Generasi Emas 2045—sebuah istilah yang terdengar menjanjikan, penuh harapan, dan menggugah semangat. Pemerintah, media, bahkan institusi pendidikan menggembar-gemborkan betapa pentingnya peran generasi muda hari ini dalam mewujudkan Indonesia yang unggul saat negara ini genap berusia 100 tahun. Namun di balik retorika manis itu, banyak anak muda justru merasa seperti sedang ikut undian besar: bekerja keras tanpa jaminan, bersaing dalam sistem yang timpang, dan berharap keberuntungan berpihak pada mereka.

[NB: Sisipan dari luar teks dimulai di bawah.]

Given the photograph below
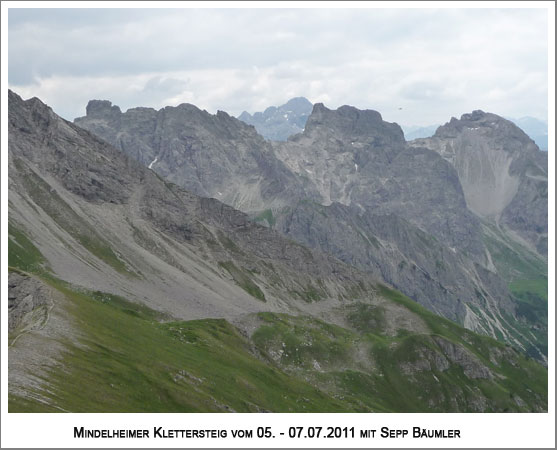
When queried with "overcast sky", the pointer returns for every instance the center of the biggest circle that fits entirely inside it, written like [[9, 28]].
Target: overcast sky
[[433, 64]]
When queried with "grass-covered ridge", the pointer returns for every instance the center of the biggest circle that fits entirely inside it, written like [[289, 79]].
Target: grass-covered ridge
[[128, 360], [131, 362]]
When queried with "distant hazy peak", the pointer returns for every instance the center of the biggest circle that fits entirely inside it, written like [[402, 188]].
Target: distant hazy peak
[[352, 121]]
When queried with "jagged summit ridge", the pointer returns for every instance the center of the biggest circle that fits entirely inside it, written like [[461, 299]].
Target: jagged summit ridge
[[349, 120], [277, 123]]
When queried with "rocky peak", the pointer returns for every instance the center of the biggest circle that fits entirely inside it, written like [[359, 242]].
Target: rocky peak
[[279, 123], [353, 123], [488, 126]]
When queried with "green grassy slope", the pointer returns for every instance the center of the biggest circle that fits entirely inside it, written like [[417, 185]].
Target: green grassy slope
[[129, 358], [526, 276]]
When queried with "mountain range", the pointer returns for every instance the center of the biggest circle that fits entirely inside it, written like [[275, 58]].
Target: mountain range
[[175, 260], [279, 123]]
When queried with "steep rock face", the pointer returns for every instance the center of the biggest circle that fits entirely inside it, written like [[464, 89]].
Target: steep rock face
[[25, 295], [355, 158], [211, 155], [278, 123], [501, 170]]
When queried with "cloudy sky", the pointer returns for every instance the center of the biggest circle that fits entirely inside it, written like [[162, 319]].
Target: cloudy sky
[[415, 66]]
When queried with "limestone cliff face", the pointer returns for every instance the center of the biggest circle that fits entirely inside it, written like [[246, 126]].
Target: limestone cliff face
[[502, 172], [355, 158]]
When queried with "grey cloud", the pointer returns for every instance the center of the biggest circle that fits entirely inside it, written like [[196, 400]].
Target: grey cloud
[[234, 59]]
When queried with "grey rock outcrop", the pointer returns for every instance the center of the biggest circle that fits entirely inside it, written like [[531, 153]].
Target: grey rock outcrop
[[25, 294], [279, 123]]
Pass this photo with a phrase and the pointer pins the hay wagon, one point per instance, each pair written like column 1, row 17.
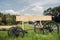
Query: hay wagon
column 47, row 26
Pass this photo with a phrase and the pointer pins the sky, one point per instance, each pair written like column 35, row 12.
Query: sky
column 27, row 7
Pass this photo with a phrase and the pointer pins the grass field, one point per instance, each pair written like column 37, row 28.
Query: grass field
column 30, row 36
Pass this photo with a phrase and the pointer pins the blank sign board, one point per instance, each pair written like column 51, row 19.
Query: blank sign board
column 33, row 18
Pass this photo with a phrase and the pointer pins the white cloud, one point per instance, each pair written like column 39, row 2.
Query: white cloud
column 12, row 12
column 36, row 7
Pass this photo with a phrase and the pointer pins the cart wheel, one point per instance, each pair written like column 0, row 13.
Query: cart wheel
column 50, row 27
column 15, row 31
column 37, row 28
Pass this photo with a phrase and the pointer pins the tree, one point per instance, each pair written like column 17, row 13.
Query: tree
column 52, row 11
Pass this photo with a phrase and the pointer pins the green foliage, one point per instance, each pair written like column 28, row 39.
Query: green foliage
column 52, row 11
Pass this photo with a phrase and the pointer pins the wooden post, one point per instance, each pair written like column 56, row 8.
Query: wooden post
column 22, row 25
column 41, row 24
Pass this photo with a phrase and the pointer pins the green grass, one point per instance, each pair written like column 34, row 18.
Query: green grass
column 30, row 36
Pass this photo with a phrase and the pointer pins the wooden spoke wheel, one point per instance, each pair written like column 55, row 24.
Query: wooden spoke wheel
column 37, row 28
column 16, row 31
column 50, row 27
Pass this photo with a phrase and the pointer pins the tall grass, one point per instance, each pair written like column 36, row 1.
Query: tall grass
column 31, row 35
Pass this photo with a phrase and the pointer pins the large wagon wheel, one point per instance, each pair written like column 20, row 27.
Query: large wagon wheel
column 16, row 31
column 37, row 28
column 50, row 27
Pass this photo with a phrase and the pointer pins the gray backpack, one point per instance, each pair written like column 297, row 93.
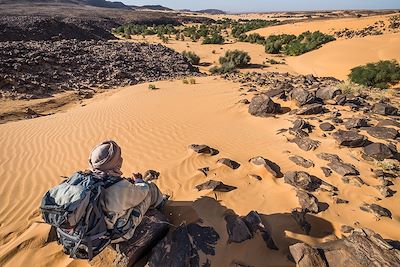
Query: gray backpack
column 73, row 208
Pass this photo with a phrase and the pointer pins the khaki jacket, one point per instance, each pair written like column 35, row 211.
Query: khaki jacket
column 125, row 204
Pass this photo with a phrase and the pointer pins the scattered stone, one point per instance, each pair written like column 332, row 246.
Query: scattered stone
column 181, row 246
column 388, row 122
column 382, row 132
column 204, row 149
column 327, row 172
column 270, row 166
column 263, row 106
column 230, row 163
column 306, row 143
column 216, row 186
column 377, row 210
column 204, row 170
column 301, row 161
column 346, row 229
column 378, row 151
column 328, row 157
column 254, row 176
column 384, row 109
column 302, row 180
column 299, row 215
column 343, row 168
column 328, row 93
column 151, row 175
column 327, row 127
column 307, row 201
column 349, row 138
column 362, row 248
column 355, row 123
column 310, row 109
column 301, row 97
column 353, row 180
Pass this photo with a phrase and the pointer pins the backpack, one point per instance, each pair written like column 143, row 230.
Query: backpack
column 73, row 208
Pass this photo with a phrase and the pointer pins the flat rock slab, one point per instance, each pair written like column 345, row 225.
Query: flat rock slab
column 350, row 138
column 184, row 246
column 382, row 132
column 230, row 163
column 362, row 248
column 301, row 161
column 216, row 186
column 204, row 149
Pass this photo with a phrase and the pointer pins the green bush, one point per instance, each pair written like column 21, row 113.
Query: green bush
column 191, row 57
column 293, row 46
column 231, row 61
column 214, row 39
column 306, row 42
column 380, row 74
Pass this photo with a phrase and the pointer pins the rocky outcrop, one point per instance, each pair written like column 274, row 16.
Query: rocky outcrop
column 263, row 106
column 40, row 68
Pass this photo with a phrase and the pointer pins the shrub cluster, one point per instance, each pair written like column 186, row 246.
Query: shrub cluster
column 231, row 61
column 214, row 39
column 241, row 26
column 293, row 46
column 379, row 75
column 191, row 57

Tekanan untuk "sukses" datang dari segala arah. Sekolah menuntut nilai sempurna, media sosial memamerkan standar hidup tinggi, sementara dunia kerja semakin tak pasti. Tak sedikit dari mereka yang merasa bahwa menjadi bagian dari Generasi Emas bukanlah prestasi yang bisa dicapai, melainkan beban yang harus ditanggung. Banyak yang bertanya-tanya: bagaimana bisa kami diminta membangun masa depan negara, jika hari ini saja kami kesulitan mencari pekerjaan yang layak atau sekadar ruang untuk tumbuh?

Di sisi lain, masih ada semangat yang tak padam. Anak muda hari ini lebih terhubung, lebih sadar akan isu sosial, dan lebih berani bersuara. Tapi mereka juga lebih lelah. Mereka tahu bahwa mimpi besar tanpa sistem yang mendukung hanya akan menjadi jargon kosong. Ketika infrastruktur pendidikan masih timpang, kesenjangan ekonomi melebar, dan meritokrasi sering dikalahkan oleh koneksi, bagaimana mungkin semua anak muda punya peluang yang sama untuk menjadi bagian dari “Generasi Emas”?

Mungkin yang paling menyakitkan adalah ketika idealisme berbenturan dengan realita. Banyak dari generasi ini merasa mereka bukan sedang dipersiapkan untuk 2045, melainkan sedang diuji siapa yang bisa bertahan paling lama dalam permainan yang tidak adil. Maka, keluh kesah itu pun sah adanya—bukan sebagai bentuk pesimisme, tetapi sebagai pengingat bahwa harapan tanpa perbaikan nyata hanyalah lotre. Dan tak semua orang menang dalam undian erek erek itu.